There are also many risks at the portfolio level for investors to be aware of too. “Passive options tend to differ quite significantly among providers, and often can exhibit high stock concentration. The more latent the theme, the more the underlying investments might be dominated by smaller, less liquid companies.
“Many active managers use a global index as a benchmark, which in no way reflects their universe, whilst a more specific index can often be dominated by a small number of stocks with large weights that make it uninvestable in practice and therefore not a great comparator. This makes it almost impossible to assess if performance is based on stock picking abilities over and above the style tailwind.

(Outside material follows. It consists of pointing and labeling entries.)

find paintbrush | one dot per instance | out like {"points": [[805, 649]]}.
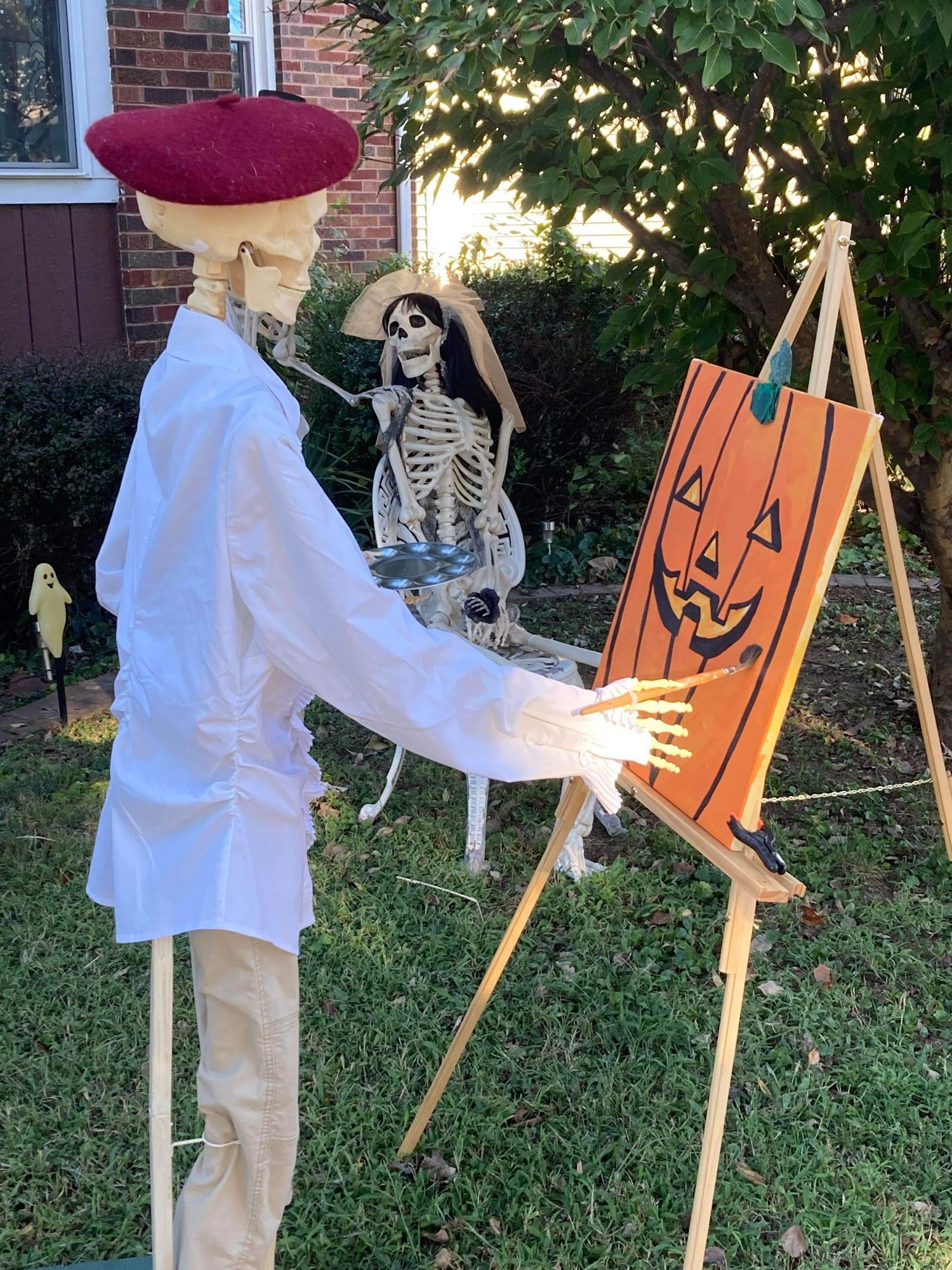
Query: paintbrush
{"points": [[662, 688]]}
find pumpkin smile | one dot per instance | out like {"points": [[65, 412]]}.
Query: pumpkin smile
{"points": [[717, 627]]}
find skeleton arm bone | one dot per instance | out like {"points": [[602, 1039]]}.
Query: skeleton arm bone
{"points": [[491, 514], [411, 511]]}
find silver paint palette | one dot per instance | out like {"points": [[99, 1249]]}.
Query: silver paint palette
{"points": [[417, 566]]}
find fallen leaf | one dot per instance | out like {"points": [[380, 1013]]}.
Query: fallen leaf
{"points": [[751, 1174], [794, 1243], [823, 975], [601, 566], [810, 921], [661, 919], [440, 1169], [441, 1236]]}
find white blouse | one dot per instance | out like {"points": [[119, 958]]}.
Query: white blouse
{"points": [[241, 594]]}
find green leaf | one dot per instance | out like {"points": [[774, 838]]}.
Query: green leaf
{"points": [[860, 25], [718, 64], [780, 51], [714, 170]]}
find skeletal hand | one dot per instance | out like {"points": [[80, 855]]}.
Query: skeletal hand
{"points": [[649, 716], [413, 515], [387, 401]]}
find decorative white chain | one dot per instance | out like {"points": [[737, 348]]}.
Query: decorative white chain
{"points": [[869, 789]]}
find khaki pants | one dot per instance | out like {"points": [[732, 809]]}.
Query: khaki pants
{"points": [[247, 1004]]}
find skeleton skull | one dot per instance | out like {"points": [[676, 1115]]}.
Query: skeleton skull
{"points": [[416, 340], [266, 250]]}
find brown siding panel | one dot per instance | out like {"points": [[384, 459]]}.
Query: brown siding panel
{"points": [[16, 336], [50, 277], [96, 255], [63, 288]]}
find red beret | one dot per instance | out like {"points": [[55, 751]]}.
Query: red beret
{"points": [[227, 150]]}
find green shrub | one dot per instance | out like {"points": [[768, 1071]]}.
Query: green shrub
{"points": [[65, 431]]}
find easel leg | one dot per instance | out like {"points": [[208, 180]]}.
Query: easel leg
{"points": [[739, 932], [161, 1102], [567, 816], [918, 674]]}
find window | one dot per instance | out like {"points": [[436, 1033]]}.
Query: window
{"points": [[36, 124], [251, 23], [54, 82]]}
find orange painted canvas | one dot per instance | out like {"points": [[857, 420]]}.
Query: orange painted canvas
{"points": [[737, 548]]}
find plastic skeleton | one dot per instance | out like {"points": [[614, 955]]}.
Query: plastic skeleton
{"points": [[442, 478], [449, 481]]}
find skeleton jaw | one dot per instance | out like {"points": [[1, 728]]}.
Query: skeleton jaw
{"points": [[416, 363]]}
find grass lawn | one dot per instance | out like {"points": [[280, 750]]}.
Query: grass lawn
{"points": [[576, 1120]]}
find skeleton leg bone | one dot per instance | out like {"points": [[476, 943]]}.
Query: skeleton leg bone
{"points": [[371, 811]]}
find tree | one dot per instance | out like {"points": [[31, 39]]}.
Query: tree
{"points": [[720, 134]]}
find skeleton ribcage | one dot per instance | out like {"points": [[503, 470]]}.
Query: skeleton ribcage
{"points": [[447, 449]]}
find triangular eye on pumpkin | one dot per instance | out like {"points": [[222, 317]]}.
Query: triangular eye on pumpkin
{"points": [[767, 530], [691, 493], [709, 561]]}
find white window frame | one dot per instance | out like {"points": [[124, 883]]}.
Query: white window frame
{"points": [[91, 79], [260, 16]]}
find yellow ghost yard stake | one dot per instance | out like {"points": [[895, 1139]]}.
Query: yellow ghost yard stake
{"points": [[48, 606]]}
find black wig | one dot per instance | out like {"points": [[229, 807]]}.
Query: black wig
{"points": [[461, 377]]}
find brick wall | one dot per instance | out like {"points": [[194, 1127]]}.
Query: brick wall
{"points": [[162, 54], [361, 225]]}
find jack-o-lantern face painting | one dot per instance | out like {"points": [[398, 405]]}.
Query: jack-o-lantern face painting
{"points": [[737, 548]]}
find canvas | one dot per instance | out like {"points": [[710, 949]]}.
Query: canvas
{"points": [[736, 551]]}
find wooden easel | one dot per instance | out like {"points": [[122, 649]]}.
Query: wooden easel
{"points": [[751, 881]]}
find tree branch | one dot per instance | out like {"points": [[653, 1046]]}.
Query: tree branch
{"points": [[748, 119], [678, 261]]}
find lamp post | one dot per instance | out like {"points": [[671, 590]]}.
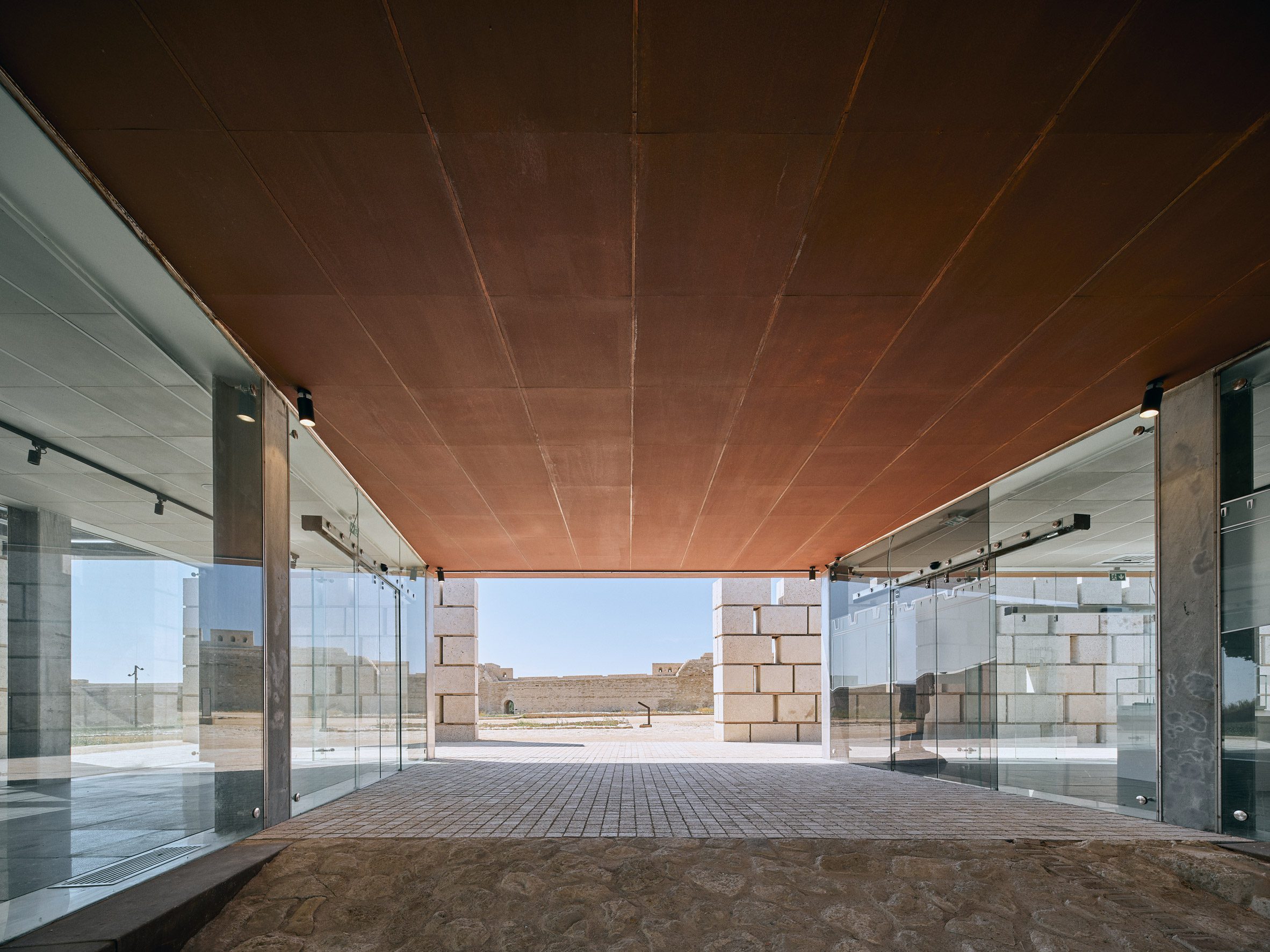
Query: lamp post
{"points": [[134, 675]]}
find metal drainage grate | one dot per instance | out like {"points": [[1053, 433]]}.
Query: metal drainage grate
{"points": [[122, 870]]}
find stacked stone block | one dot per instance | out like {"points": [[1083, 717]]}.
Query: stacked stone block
{"points": [[455, 660], [768, 660], [1059, 674]]}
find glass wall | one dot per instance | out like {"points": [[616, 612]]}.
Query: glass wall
{"points": [[1245, 597], [358, 635], [131, 593], [993, 644]]}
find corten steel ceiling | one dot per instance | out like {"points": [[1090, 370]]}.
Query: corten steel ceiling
{"points": [[686, 285]]}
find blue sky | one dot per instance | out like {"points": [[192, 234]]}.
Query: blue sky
{"points": [[592, 626]]}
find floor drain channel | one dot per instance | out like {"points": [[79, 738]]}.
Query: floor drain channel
{"points": [[122, 870]]}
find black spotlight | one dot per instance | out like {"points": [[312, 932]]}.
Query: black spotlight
{"points": [[305, 406], [1152, 399], [247, 405]]}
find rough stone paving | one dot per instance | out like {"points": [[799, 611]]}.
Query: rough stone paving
{"points": [[735, 895], [582, 841]]}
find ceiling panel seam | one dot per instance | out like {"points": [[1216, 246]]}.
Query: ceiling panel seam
{"points": [[484, 290], [300, 238], [1015, 175], [826, 163]]}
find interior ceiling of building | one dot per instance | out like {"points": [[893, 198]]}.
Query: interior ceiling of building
{"points": [[685, 286]]}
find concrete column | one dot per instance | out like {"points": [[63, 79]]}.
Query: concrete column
{"points": [[454, 671], [40, 637], [1187, 494]]}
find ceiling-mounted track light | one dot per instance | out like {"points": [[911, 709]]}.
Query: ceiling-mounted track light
{"points": [[247, 404], [305, 406], [1152, 399]]}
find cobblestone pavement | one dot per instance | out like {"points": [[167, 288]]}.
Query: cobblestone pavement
{"points": [[573, 786], [745, 895]]}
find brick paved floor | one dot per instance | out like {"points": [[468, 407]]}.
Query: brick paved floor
{"points": [[590, 783]]}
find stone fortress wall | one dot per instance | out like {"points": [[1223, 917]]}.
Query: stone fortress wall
{"points": [[672, 687]]}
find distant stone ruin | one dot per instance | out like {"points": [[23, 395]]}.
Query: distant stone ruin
{"points": [[671, 687]]}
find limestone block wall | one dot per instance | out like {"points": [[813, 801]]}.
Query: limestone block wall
{"points": [[454, 672], [768, 660], [1065, 674], [685, 688]]}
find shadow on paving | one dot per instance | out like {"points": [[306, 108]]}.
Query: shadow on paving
{"points": [[746, 895]]}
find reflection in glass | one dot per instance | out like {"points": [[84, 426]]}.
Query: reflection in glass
{"points": [[1245, 535]]}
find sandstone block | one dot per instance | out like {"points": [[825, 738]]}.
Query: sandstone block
{"points": [[774, 733], [454, 679], [1056, 591], [783, 620], [458, 592], [1076, 623], [796, 707], [742, 592], [744, 649], [458, 709], [807, 679], [1113, 678], [798, 592], [1131, 649], [798, 649], [1139, 592], [1090, 649], [1100, 593], [737, 709], [732, 731], [1043, 649], [458, 649], [734, 679], [454, 621], [734, 620], [451, 733], [1122, 623], [1090, 709], [1034, 709], [1015, 590], [776, 678]]}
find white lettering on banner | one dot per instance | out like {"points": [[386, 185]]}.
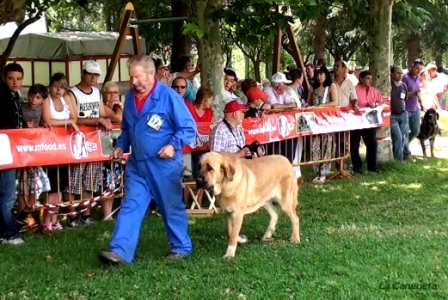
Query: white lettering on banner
{"points": [[42, 147], [91, 147], [266, 127], [200, 140]]}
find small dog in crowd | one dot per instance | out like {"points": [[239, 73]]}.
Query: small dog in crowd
{"points": [[245, 185], [428, 130]]}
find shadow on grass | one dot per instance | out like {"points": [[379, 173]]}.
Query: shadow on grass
{"points": [[357, 236]]}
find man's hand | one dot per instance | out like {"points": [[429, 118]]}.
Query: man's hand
{"points": [[117, 153], [75, 126], [166, 152], [106, 123], [111, 104], [244, 152]]}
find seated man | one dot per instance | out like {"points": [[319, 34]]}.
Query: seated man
{"points": [[256, 103], [368, 96], [228, 136], [277, 96]]}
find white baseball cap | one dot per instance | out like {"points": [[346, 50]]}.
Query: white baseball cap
{"points": [[92, 66], [280, 78], [431, 67]]}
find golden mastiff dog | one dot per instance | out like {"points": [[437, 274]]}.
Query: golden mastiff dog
{"points": [[245, 185]]}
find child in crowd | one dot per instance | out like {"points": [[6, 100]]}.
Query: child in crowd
{"points": [[33, 181]]}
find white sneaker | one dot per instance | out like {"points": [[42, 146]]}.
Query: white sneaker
{"points": [[13, 241]]}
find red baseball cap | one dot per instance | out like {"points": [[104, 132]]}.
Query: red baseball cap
{"points": [[234, 106], [255, 93]]}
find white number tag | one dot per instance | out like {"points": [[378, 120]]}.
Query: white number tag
{"points": [[155, 122]]}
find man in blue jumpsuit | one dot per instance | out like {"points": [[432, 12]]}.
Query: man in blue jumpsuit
{"points": [[156, 125]]}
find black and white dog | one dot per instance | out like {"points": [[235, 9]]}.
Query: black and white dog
{"points": [[428, 130]]}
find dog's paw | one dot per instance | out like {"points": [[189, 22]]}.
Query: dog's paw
{"points": [[242, 239], [295, 239]]}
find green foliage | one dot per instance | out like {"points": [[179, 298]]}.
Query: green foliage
{"points": [[193, 29], [347, 31]]}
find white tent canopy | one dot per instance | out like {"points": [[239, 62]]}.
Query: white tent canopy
{"points": [[63, 45]]}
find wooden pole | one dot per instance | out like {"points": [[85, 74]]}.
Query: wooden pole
{"points": [[296, 53], [277, 49], [129, 13]]}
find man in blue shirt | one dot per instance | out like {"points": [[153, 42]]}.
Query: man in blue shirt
{"points": [[413, 82], [156, 125]]}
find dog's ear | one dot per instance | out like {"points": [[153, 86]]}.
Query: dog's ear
{"points": [[228, 170]]}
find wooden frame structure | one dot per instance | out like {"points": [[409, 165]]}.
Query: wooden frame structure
{"points": [[126, 29], [297, 54]]}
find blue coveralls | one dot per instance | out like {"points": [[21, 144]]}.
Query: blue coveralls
{"points": [[149, 176]]}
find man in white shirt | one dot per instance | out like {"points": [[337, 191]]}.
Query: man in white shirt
{"points": [[277, 96], [230, 81], [437, 82]]}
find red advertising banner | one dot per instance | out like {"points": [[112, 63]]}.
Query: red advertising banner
{"points": [[43, 146]]}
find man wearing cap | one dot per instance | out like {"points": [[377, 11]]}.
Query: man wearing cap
{"points": [[228, 136], [230, 81], [413, 101], [91, 112], [276, 92], [256, 103], [437, 82]]}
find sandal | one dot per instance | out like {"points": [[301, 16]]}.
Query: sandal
{"points": [[319, 180], [47, 229], [57, 226]]}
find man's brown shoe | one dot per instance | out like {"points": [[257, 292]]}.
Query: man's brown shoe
{"points": [[174, 256], [110, 258]]}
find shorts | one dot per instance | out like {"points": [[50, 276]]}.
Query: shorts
{"points": [[36, 182], [62, 184], [112, 176], [90, 175]]}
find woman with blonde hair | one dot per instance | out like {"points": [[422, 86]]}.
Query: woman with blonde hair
{"points": [[58, 110]]}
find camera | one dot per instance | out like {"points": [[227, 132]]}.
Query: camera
{"points": [[253, 148]]}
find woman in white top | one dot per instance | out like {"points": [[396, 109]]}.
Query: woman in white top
{"points": [[58, 110], [296, 76]]}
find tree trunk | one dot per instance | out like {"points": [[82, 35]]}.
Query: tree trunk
{"points": [[257, 73], [437, 53], [268, 67], [380, 50], [319, 35], [181, 46], [210, 53], [414, 49], [108, 17], [12, 41], [246, 66], [228, 55]]}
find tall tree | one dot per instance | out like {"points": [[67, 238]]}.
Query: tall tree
{"points": [[380, 53], [180, 42]]}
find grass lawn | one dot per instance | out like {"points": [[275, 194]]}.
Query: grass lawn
{"points": [[374, 237]]}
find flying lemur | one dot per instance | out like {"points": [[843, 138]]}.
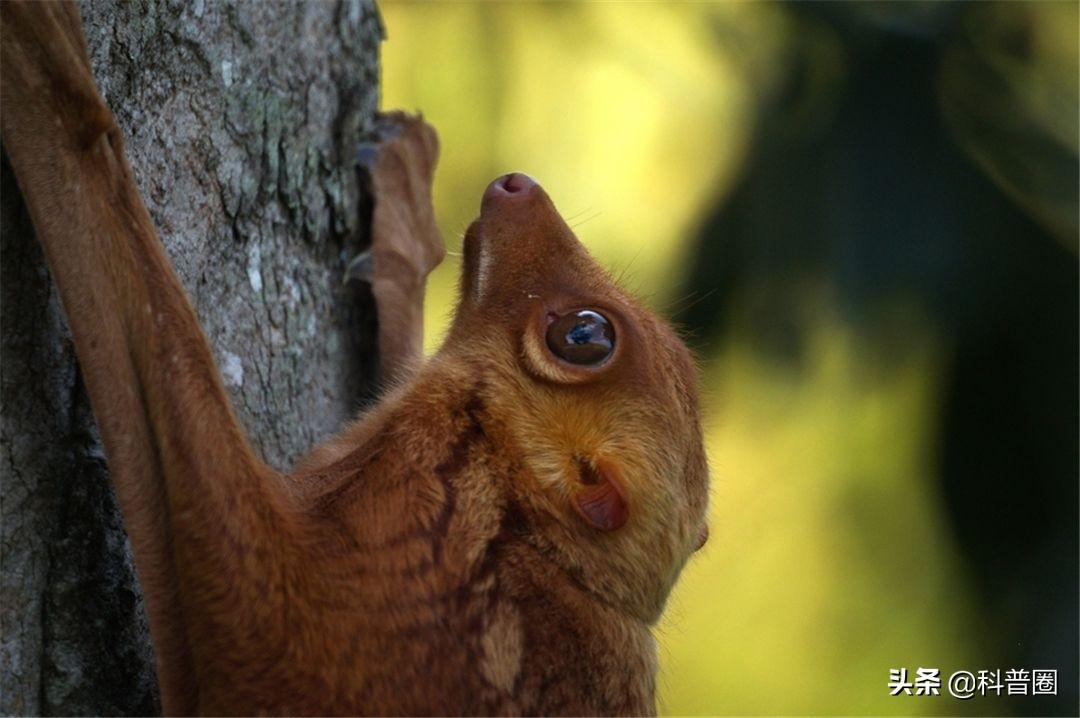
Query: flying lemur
{"points": [[496, 536]]}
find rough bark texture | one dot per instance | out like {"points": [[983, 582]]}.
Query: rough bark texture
{"points": [[243, 123]]}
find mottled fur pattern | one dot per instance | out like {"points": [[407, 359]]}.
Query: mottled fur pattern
{"points": [[430, 558]]}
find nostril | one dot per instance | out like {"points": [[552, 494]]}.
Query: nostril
{"points": [[517, 183]]}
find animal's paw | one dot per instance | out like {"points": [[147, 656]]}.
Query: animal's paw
{"points": [[406, 244]]}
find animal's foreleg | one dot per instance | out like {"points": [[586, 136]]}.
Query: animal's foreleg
{"points": [[200, 510], [405, 242]]}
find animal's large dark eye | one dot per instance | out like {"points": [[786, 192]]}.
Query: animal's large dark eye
{"points": [[581, 337]]}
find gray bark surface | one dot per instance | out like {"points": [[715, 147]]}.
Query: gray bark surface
{"points": [[242, 125]]}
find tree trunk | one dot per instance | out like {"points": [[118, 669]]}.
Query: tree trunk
{"points": [[243, 123]]}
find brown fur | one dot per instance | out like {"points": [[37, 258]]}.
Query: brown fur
{"points": [[429, 559]]}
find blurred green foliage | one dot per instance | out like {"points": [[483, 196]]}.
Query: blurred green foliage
{"points": [[829, 561]]}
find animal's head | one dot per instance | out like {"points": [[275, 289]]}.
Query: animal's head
{"points": [[596, 393]]}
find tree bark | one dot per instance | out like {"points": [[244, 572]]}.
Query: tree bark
{"points": [[242, 124]]}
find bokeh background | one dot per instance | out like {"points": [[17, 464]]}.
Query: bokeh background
{"points": [[865, 218]]}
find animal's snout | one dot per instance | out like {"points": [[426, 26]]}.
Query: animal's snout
{"points": [[514, 186]]}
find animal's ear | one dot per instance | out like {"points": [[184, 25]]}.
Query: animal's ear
{"points": [[599, 499]]}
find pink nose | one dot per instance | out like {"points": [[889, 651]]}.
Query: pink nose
{"points": [[514, 185]]}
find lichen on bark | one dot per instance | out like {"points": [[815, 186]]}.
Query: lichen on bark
{"points": [[242, 123]]}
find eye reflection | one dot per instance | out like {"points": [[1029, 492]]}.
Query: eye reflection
{"points": [[581, 337]]}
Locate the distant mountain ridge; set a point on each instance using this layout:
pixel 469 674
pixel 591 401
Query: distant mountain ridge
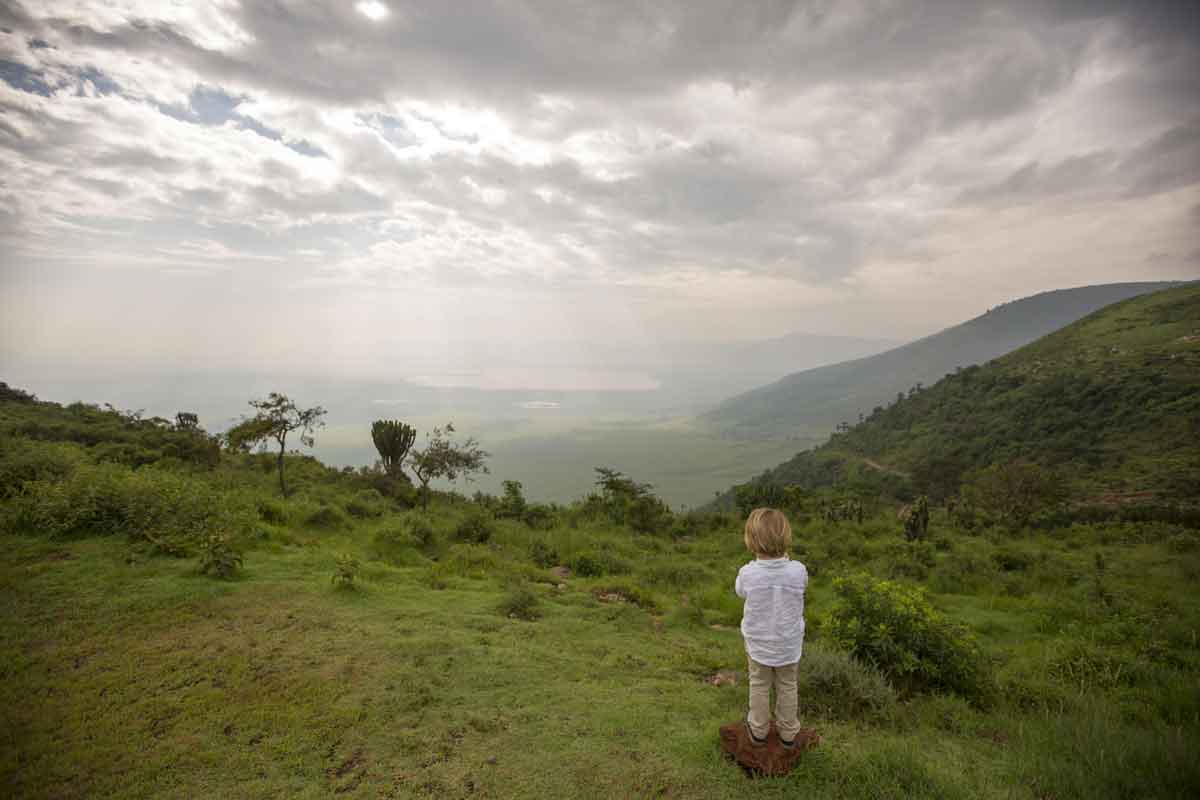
pixel 1111 402
pixel 813 402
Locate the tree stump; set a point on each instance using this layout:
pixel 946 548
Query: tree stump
pixel 767 759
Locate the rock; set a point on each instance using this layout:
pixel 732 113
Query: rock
pixel 723 678
pixel 771 758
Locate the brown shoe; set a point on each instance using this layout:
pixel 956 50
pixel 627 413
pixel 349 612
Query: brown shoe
pixel 755 740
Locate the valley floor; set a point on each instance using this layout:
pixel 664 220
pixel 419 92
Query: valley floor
pixel 139 678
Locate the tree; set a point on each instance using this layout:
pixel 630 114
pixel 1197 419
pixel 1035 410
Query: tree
pixel 443 457
pixel 275 417
pixel 1014 492
pixel 393 439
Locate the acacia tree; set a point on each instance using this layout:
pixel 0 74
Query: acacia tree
pixel 393 439
pixel 442 457
pixel 275 417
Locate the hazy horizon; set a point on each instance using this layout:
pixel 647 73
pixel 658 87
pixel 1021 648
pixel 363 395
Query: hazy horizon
pixel 558 196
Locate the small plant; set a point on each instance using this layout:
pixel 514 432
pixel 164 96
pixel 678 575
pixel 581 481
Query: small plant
pixel 521 602
pixel 346 570
pixel 543 554
pixel 217 558
pixel 475 528
pixel 835 686
pixel 894 629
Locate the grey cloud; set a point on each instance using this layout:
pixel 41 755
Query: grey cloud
pixel 1168 162
pixel 1033 181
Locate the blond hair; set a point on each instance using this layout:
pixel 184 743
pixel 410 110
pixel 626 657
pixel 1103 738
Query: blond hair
pixel 768 533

“Investors can also run the risk of being caught up in a gimmick investment. One ETF launched recently invests in breakfast commodities such as coffee, pork and orange juice. You have to wonder with a lot of these products if an eye-catching theme was more important than the investment principles in that case.
One final area Wood believes investors should be aware of is the amount of time it can take to see a return and urges patience.
“Investing in online retailers such as Amazon has been hugely profitable in recent years, but the hype around internet businesses first arose in the tech bubble in the late 90s,” he said. “Whilst we saw some extreme stock price moves, ultimately many of those businesses had relatively little substance at that stage.
“Likewise, sequencing DNA was a huge breakthrough for mankind, but it’s taken a number of years for scientists to speed up that process to the point where it’s really aided new drug discovery and ultimately allowed companies to profit from that breakthrough. New and emerging themes, such as the metaverse, could take equally as long to provide any sort of breakthrough.”